Em 2003 o Festival do Rio proporcionou uma grande experiência para nossos olhos e espíritos ao trazer o filme Shara, de Naomi Kawase. Ali, um novo encontro foi travado e um cinema que emana vida se mostrou presente. Melhor que presente, mostrou-se realmente cheio de vivacidade e frescor: a câmera de Kawase está no mundo e carrega consigo novos ares. Não se trata de grandes inovações cinematográficas, de inventividade, exatamente; mas é que seu olhar é extremamente vivo, doce, atento, sensível e intuitivo, como poucos o são.

Apesar de não ser seu primeiro filme, Shara parece ser uma espécie de consolidação de uma visão de mundo e de uma crença cinematográfica da diretora. Em seu filme anterior a Shara, Letter from a yellow cherry blossom (ambos são de 2003), Kawase filma seu amigo no leito de morte: seus últimos momentos juntos, suas falas sobre um e o outro, sobre as coisas do mundo. Em algum momento ele comenta a importância da imagem fotográfica – cinema e fotografia – como documento. Ela retruca, dizendo que não gosta das palavras documento e documentário, porque para ela são passado. A ela mais interessa falar sobre “memória”, porque está no presente. Porque a memória é o passado trazido conosco, é o mundo e a vida que carregamos e não um passado registrado e, então, mumificado.

No início de 2007 foi a vez de Tarachime  que, felizmente, também pôde ser exibido no Rio, bem como nas outras cidades em que o festival É Tudo Verdade acontece.

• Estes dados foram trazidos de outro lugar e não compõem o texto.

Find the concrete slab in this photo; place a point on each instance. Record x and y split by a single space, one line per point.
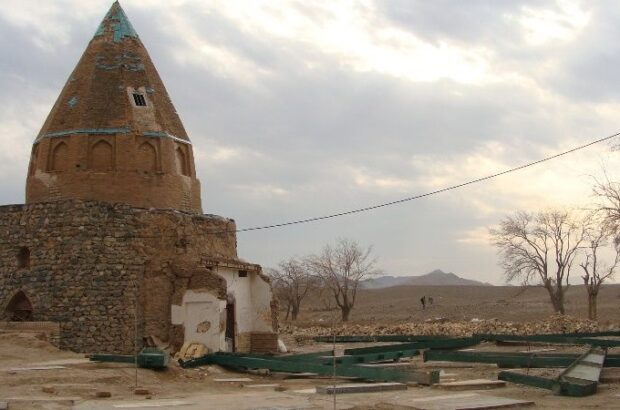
474 384
282 375
466 402
610 375
152 404
455 365
305 391
360 388
386 364
24 369
262 386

Média-metragem não-ficcional, trata do ato de filmar de perto o brotamento da vida, que é o nascimento, e a morte. Neste caso, a importância da palavra “perto” nem é passível de ser relativizada, visto que a realizadora é câmera-corpo (no sentido em que as imagens partem dela, imersa naquele espaço) e também é câmera (no sentido da pessoa que, fisicamente, filma) e corpo (porque se filma, porque seu corpo é mostrado e o vemos se relacionar com aquele meio e com os outros corpos). Em Tarachime não se trata apenas de algo “documental”, mas também de uma auto-biografia. E no caso de Kawase a essência de uma auto-biografia jamais seria factual, porque para ela se colocam primeiro os sentimentos e as sensações diante da vida e do estar no mundo. Sendo assim, a morte que ela filma é a da avó, que a criou, portanto uma morte de mãe; e o nascimento é o do seu próprio filho, é a vida que vem de seu próprio corpo.

Agora a ansiedade toma conta de nossos corpos, bem como a alegria de poder ver no cinema, num mesmo ano, dois filmes desta talentosa jovem realizadora. Floresta dos Lamentos (Mogari no mori), último longa de Naomi Kawase, era extremamente aguardado por todos nós porque promete dar seqüência ao belo trabalho que ela vem construindo: um cinema da possibilidade de renovação, da força que há na vida, da superação dos traumas, do enfrentamento das dores e, principalmente,  do estar presente.